None of this is to say that we can’t imagine a future in which ethical and beneficial Generative AI is incorporated into our creative and professional lives (indeed, their creative potential in terms of access and literacy alone could be life-changing). However, while Generative AI platforms may seem free for the end user, for now at least, they come at a price – one each of our organisations needs to decide whether or not to pay.

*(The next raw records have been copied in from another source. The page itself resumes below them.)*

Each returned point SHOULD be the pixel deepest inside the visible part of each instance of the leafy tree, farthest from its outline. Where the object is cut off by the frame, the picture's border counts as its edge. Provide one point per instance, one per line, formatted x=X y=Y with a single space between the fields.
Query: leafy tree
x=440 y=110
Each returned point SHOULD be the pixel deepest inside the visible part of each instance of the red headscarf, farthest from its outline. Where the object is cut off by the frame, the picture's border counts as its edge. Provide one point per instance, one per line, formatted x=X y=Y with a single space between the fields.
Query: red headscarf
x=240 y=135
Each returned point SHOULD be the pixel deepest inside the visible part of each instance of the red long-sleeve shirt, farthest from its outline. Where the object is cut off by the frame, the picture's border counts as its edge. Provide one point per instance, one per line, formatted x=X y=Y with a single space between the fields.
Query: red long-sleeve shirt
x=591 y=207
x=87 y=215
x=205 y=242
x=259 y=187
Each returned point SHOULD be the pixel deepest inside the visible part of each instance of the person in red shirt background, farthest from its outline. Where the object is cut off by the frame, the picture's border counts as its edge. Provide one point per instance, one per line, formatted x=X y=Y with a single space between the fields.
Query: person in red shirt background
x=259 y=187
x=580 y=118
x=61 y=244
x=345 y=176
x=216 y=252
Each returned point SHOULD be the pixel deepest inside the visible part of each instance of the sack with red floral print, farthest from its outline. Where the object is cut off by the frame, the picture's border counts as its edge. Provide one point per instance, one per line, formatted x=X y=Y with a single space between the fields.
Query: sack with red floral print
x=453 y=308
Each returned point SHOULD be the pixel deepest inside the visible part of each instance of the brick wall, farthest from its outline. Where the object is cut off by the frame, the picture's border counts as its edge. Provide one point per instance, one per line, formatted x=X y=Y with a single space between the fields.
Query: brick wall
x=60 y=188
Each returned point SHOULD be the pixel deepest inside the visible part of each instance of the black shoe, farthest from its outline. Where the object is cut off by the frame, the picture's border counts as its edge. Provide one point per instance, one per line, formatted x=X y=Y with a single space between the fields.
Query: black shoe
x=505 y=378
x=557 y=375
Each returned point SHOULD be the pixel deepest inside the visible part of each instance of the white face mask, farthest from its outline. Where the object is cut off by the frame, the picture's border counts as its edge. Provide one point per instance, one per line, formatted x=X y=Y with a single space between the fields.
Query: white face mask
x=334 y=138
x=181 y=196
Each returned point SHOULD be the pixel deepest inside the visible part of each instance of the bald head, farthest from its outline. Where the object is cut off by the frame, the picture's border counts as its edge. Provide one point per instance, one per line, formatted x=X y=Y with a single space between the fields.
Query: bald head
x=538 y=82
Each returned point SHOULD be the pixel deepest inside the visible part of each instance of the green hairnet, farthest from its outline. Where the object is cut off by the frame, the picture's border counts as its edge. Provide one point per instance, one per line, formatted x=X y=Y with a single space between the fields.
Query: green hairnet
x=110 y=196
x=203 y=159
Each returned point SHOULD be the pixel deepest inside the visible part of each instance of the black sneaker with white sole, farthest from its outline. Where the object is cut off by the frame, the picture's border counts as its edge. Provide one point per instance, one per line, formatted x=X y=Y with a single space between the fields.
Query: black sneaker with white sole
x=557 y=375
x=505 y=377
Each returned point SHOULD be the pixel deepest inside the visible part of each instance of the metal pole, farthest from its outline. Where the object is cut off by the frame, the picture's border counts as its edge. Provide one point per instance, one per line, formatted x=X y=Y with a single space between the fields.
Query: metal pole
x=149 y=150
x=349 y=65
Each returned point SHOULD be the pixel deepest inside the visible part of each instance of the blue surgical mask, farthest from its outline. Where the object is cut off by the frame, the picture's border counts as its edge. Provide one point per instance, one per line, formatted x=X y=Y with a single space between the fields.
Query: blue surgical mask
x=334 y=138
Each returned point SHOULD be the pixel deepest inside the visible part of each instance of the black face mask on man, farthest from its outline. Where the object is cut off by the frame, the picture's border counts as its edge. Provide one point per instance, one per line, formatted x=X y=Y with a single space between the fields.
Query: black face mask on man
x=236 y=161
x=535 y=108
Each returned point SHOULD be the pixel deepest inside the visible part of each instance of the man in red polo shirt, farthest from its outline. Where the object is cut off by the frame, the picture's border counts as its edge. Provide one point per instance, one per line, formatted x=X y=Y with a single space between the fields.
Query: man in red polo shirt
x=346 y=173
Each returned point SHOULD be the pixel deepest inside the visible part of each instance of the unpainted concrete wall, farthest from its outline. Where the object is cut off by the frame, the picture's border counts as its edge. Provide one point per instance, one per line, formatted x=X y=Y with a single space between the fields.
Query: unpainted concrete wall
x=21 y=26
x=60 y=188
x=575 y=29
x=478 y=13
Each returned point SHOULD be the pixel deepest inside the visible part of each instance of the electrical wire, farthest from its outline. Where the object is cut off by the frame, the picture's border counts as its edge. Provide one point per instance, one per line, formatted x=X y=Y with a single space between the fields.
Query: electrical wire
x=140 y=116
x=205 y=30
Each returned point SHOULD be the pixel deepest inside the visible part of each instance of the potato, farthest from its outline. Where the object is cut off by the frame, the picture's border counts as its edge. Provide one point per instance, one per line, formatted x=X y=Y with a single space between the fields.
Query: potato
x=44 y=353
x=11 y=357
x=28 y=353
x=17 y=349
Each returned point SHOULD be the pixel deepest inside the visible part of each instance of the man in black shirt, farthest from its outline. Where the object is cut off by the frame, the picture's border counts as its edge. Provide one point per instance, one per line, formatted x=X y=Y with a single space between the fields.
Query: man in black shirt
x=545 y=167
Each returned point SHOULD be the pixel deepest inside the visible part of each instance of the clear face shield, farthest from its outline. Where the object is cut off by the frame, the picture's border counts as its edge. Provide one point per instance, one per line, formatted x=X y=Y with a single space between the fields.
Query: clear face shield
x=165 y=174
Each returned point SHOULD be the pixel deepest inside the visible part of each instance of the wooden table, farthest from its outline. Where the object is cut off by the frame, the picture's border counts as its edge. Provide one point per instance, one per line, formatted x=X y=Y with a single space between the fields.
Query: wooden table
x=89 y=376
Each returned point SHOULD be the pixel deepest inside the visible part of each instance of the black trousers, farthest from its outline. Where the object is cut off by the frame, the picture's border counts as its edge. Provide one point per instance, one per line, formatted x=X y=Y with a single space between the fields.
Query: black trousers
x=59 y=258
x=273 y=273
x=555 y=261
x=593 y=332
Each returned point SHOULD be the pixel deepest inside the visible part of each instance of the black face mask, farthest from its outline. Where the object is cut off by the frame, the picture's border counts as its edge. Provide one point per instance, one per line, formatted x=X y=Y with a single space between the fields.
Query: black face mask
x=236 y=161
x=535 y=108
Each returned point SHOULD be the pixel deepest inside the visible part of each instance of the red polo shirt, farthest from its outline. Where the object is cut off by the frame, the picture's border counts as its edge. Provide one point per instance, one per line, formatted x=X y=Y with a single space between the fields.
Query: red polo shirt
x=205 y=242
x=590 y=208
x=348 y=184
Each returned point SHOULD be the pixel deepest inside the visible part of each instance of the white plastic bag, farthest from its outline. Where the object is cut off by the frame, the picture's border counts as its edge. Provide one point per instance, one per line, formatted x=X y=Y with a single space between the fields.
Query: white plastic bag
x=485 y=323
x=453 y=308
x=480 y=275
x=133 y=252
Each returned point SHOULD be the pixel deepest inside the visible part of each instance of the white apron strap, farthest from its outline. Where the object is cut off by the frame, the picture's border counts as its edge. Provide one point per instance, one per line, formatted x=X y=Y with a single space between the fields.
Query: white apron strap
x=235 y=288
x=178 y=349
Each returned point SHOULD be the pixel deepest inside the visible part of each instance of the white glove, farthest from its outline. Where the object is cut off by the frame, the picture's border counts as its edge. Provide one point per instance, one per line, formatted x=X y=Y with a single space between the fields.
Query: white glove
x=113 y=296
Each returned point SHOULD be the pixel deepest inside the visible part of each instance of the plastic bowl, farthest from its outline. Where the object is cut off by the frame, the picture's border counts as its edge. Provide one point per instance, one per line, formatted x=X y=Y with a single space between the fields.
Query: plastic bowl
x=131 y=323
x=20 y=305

In doing so, some concerns may be mitigated by:
- endorsing the international statement on AI training
- establishing clear organisational policies on if/how to use Generative AI, including data privacy requirements for uploading information to third-party platforms (noting these policies are likely to need updating faster than others, given the pace of legislative change)
- introducing fact-checking and proof-reading procedures to ensure AI is used to enhance governance processes, not replace human oversight
- supporting the Media Entertainment and the Arts Alliance, Australian Society of Authors and others to lobby Australia’s newly re-elected government to insist upon AI legislation that protects creators’ rights and holds big tech companies accountable
- joining campaigns that apply pressure to Generative AI providers to publish the carbon footprints and human rights reports of their LLMs, so consumers can choose (and companies be more motivated to provide) greener and more ethical AI, and
- even to consider taking the advocacy or policy position that, until generative AI can be trained and used ethically, our organisations will avoid using or endorsing it at all.